Bill C-11 also introduces a statutory-based private right of action against organizations for damages for loss or injury suffered by individuals from contravention of the CPPA.

CPPA imposes additional obligations on organizations surrounding privacy policies and practices, and provides new rights to individuals which are consistent with those reflected in the European Union's GDPR. In addition to carrying over some existing rights from PIPEDA into the CPPA, individuals will have the right to be informed of automated decision making, and the right to portability of personal information.

The CPPA, however, is not all increased risk for organizations. It introduces a number of key terms that provide clarity and support for common and reasonable business operations. The CPPA introduces new exemptions to consent requirements, including for legitimate business activities, and grants organizations clearer rights surrounding de-identified information. The CPPA reflects welcome clarification surrounding outsourcing and service provider relationships. As a relief to many organizations, the CPPA does not impose added restrictions on the transborder flow of personal information, although there are certain considerations for organizations when addressing transborder flow of information.

In an interesting twist, the CPPA introduces a concept of a certification program which, to the extent an organization complies, provides some protection for organizations against penalties in certain circumstances. Furthermore, the CPPA provides that organizations are able to rely on a defence of due diligence to claims against it in certain instances.

It's important to remember that while the federal government drafted the legislation, commentary from the Office of the Privacy Commissioner of Canada and others is outstanding and is being sought. The current Privacy Commissioner of Canada, Daniel Therrien, has already briefly weighed in on the proposed new legislation with support for many of the provisions, but with concern surrounding some, including the proposed tribunal and the speed with which individuals may be afforded remedies for breach.

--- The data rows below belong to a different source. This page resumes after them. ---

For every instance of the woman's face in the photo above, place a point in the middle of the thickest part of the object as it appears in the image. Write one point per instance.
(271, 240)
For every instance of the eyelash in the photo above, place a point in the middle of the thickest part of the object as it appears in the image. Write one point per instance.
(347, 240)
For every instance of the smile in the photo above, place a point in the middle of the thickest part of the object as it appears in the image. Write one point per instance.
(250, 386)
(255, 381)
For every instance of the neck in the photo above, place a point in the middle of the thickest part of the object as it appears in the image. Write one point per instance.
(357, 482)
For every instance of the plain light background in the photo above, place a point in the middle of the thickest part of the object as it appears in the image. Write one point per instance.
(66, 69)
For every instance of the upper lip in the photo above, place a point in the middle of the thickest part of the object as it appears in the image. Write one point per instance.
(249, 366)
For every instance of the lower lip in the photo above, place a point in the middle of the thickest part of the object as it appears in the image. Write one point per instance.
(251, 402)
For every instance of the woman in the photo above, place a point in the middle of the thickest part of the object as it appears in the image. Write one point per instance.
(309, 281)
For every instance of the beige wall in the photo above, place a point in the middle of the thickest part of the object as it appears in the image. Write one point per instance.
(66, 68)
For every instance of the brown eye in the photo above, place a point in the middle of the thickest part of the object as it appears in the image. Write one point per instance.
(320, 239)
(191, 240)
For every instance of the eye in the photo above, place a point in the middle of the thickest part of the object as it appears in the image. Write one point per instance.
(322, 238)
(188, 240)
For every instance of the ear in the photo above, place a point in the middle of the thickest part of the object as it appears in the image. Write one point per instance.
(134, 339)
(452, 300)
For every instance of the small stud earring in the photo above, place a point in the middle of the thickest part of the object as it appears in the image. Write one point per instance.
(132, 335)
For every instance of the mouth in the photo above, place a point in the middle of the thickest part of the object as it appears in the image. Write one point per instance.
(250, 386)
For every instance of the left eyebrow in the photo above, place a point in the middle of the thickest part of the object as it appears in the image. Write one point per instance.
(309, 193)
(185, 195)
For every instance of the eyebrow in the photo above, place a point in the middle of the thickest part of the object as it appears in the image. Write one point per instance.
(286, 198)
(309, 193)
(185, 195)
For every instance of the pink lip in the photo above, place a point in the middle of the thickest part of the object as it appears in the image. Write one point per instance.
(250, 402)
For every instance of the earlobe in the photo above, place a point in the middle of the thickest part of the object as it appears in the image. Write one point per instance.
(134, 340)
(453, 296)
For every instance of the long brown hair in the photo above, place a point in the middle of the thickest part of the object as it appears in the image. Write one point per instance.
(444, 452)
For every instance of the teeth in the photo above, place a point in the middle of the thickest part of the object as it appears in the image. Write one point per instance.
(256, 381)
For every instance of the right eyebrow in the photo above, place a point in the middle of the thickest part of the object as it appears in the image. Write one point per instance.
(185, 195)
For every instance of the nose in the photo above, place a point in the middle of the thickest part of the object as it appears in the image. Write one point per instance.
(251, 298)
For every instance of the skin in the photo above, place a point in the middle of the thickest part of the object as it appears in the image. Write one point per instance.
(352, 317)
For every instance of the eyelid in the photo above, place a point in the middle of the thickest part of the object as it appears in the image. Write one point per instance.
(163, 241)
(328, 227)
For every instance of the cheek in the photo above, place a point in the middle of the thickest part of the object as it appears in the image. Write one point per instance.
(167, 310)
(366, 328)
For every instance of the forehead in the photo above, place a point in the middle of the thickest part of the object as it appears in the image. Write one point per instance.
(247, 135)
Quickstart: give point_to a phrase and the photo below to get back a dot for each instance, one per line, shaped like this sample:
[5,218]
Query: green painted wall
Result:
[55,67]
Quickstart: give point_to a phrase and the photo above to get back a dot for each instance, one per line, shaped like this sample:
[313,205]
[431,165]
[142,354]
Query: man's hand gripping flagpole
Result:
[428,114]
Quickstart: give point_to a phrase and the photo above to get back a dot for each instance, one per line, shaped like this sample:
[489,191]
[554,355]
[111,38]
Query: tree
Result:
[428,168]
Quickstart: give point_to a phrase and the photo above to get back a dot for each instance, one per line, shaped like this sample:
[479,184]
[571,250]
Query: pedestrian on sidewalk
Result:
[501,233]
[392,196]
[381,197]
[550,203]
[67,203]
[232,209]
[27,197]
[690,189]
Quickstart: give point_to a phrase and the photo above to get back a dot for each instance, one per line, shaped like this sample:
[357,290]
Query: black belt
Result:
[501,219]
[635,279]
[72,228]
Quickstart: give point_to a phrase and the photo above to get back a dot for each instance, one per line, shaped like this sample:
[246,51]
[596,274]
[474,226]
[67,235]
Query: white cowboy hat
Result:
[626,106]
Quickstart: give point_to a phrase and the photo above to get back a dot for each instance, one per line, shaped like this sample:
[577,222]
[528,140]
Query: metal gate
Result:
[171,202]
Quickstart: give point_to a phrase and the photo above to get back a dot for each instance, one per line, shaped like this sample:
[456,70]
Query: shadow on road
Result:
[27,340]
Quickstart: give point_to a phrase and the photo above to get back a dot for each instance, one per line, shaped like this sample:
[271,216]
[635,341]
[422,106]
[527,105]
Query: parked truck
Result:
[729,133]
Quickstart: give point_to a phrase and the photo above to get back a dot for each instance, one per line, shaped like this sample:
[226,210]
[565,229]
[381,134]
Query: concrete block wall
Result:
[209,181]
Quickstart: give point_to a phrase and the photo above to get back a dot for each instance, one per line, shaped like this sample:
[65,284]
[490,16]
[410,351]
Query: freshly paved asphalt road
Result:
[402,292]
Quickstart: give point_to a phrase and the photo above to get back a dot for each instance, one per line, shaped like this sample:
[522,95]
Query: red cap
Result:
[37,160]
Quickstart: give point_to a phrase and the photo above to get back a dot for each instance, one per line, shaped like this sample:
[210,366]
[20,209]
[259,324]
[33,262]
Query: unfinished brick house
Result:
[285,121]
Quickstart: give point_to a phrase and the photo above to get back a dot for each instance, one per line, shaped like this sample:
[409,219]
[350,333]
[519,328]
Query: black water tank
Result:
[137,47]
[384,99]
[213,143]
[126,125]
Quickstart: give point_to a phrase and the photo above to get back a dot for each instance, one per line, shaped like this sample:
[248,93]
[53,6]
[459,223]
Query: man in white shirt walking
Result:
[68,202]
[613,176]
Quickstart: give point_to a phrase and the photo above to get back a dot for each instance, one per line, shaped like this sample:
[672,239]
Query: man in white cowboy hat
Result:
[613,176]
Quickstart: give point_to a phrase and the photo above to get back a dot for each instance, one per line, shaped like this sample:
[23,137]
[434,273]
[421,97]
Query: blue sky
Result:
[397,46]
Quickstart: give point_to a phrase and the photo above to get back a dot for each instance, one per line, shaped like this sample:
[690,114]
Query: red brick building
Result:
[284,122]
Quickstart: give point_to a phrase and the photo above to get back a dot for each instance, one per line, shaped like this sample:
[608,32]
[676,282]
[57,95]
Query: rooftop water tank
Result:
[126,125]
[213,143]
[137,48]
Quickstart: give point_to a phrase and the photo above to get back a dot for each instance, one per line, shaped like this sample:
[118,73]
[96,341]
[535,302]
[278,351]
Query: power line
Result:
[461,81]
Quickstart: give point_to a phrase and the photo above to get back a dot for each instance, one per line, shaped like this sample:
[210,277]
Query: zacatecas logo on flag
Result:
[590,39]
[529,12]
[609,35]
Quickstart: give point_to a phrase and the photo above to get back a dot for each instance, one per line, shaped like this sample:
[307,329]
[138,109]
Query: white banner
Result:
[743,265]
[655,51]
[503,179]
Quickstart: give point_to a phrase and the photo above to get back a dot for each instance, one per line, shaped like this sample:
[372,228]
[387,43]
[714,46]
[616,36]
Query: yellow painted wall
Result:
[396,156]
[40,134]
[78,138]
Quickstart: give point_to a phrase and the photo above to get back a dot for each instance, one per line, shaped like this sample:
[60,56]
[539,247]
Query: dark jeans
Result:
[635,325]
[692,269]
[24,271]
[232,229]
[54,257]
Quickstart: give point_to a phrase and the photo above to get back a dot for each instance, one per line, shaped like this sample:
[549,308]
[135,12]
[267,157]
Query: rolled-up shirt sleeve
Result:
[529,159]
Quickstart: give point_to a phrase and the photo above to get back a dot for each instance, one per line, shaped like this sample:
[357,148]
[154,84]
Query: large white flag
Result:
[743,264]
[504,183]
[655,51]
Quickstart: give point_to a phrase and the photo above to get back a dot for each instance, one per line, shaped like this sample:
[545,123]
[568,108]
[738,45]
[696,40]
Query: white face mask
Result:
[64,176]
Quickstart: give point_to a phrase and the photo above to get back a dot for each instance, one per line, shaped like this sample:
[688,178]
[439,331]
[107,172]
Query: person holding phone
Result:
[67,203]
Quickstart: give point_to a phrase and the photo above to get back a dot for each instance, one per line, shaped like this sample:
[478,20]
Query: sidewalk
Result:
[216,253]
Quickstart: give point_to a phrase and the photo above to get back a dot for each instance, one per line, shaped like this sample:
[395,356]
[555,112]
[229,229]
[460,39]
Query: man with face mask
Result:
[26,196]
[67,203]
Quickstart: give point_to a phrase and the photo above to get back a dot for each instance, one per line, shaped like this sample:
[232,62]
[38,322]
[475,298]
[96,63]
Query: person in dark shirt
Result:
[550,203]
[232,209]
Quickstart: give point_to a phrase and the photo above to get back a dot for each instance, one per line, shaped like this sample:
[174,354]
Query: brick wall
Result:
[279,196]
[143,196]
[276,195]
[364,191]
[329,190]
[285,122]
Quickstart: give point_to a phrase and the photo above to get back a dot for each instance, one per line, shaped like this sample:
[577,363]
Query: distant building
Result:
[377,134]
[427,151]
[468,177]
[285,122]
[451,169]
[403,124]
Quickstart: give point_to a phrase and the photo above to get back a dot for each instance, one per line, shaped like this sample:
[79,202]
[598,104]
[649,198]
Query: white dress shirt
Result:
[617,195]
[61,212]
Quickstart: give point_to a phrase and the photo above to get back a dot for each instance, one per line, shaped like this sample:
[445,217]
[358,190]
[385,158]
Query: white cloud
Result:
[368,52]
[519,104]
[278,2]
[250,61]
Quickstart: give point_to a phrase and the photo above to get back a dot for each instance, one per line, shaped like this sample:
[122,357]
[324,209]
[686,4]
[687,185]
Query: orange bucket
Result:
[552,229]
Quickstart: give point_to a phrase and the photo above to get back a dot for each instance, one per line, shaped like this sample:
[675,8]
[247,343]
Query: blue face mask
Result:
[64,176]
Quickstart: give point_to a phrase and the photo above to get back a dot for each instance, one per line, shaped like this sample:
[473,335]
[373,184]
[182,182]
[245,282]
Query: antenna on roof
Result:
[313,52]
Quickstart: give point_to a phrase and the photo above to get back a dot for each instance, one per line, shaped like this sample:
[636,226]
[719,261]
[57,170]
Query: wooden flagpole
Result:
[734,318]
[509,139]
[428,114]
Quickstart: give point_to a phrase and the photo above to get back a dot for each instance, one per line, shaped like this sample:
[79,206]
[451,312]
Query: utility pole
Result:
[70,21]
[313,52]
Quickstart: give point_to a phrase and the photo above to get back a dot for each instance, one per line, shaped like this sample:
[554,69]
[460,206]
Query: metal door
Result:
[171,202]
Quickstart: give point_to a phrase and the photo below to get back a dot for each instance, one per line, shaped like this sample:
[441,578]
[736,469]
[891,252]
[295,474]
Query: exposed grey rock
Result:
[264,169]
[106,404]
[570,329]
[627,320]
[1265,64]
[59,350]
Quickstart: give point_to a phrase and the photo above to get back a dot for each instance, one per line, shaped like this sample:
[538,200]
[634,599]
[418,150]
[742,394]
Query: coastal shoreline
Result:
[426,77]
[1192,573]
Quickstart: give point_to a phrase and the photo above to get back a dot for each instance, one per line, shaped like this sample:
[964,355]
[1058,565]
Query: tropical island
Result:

Canada is on a trajectory to be front and centre in the global discussion surrounding data protection standards and business risks. Aside from Bill C-11, earlier this year, we summarized Quebec's proposed legislative overhaul to its private sector privacy laws. Quebec's Bill-64, which pushed Quebec and, practically speaking, Canada toward a more aggressive privacy regime by introducing significant monetary penalties, fines and a private right of action, coupled with increasing rights for individuals opposite organizations. Additionally, a few months ago, Ontario introduced its desire to have its own "made in Ontario" private sector privacy law. Despite the hope that the introduction of Bill C-11 would quell Ontario's desire to have its own private sector legislation, Ontario's Privacy Commissioner has recently indicated her continued intent to recommend an Ontario-specific legislation. Earlier this year, Canada's Competition Bureau imposed a $9.5 million penalty against Facebook for misleading statements relating to individual's privacy rights.

Canada appears to be flexing its muscles in a significant manner in relation to privacy protection. However, Canada has a relatively small commercial market in the global environment. Imposing significant obligations on organizations, paired with the steep risk profile for failure to comply, may cause certain organizations to question whether Canada's market is worth the risk, and may result in organizations being far more cautious when considering doing business in Canada.

* The authors would like to thank Stan Fedun, an articling student at the firm, for his assistance with the article.